Ève et moi décidons de poursuivre un bout de chemin ensemble, direction Potosi. Les bus boliviens sont assez typiques : personnes, animaux et marchandises se confondent et s'entassent. Nous avons la chance d'avoir une place assise. Ne nous plaignons pas car beaucoup de locaux passerons 6 heures debout, dans le couloir, à bouger à la cadence de la piste chaotique. Une fois n'est pas coutume, nous nous embourbons !!! Mais grâce à la solidarité des passagers, il ne nous faudra que 5 minutes pour repartir. Quelques heures se passent et nous arrivons à Potosi, cité coloniale à plus de 4000 mètres d'altitude. Considérée comme l'une des plus belles villes d'Amérique du Sud, c'est l'un des trésors d'architecture baroque du continent. Elle s'offre le luxe de compter plus de 50 églises, aussi splendides les unes que les autres. A l'époque, Potosi était une ville où la richesse faisait partie du quotidien. En effet, en 1545, on découvre le Cerro Rico ou "montagne d'argent", qui devient le plus gros gisement d'argent de l'histoire de l'humanité. L'argent des mines fera la grandeur de l'Espagne et sera exploité par bien d'autres pays européens. Cependant, dès le début du XIXe siècle, les filons d'argent commencent à s'épuiser et la ville tombe rapidement en décadence.
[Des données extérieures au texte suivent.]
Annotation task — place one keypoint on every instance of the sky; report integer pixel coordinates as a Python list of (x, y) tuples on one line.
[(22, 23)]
A présent, une question se pose à nous : "On les visite, ces mines ?". "Germinal", on l'a lu, on sait que c'est atroce, alors pourquoi aller observer la dureté de vie des mineurs au XXIe siècle ? Dans quel sens il n'y a pas une part de voyeurisme ? Comment ne pas se sentir gêné, en tant que touriste partant à la découverte (4 heures) des conditions de travail épuisantes d'hommes n'ayant pas le choix ? Arrêtons de réfléchir et enfilons nos tenues de combat ! Exploitées encore, ces mines ne sont plus ce qu'elles étaient. Les mineurs sont à présent organisés en coopératives privées et s'exploitent eux-mêmes, le rendement est si faible. Aucune protection sociale, le salaire varie en fonction du poste occupé. Chacun est responsable de sa propre production. Du traitement, il faut bien sûr déduire l'achat de carbure de calcium, la dynamite, le reversement à la coopérative... Mineur est question d'honneur et se perpétue de génération en génération. Certains commencent dès l'âge de 13 ans. L'espérance de vie est de seulement 45 ans... Pas moins de 120 mines et 6000 mineurs. Laborieux travail quotidien durant lequel ces hommes ne s'arrêtent pas durant 8 heures. Pas de pose déjeuner ! Pour couper la faim et avoir de l'énergie, ils mâchent des feuilles de coca !!! C'est atroce. Je me sens si nulle d'observer cette misère humaine, esquissant des sourires gênés aux mineurs, qui, eux, ne l'ont pas perdu. Les conditions sont si difficiles : longs tunnels étroits où l'on marche, courbés en deux. Il fait froid puis chaud. L'air est difficilement respirable (poussière, amiante, salpêtre...). On escalade des échelles boueuses et raides pour observer un pauvre homme perforant une galerie, puis on redescend. Ensuite, on s'assoit devant le "Tio", déité protectrice des mineurs, à qui ils offrent feuilles de coca, alcool et cigarettes. Je l'ai vu de mes propres yeux et avec du recul, jamais je ne referai une telle visite. Ce genre de tourisme m'exaspère. Si au moins je connaissais la participation qui leur est reversée sur les 4 $ que j'ai payés... J'en ai été mal toute la journée durant... Cela renvoit tellement à nos conditions de vie si aisées. Alors, un peu d'humilité, et cessons de nous plaindre pour la moindre chose ...Moi la première !!!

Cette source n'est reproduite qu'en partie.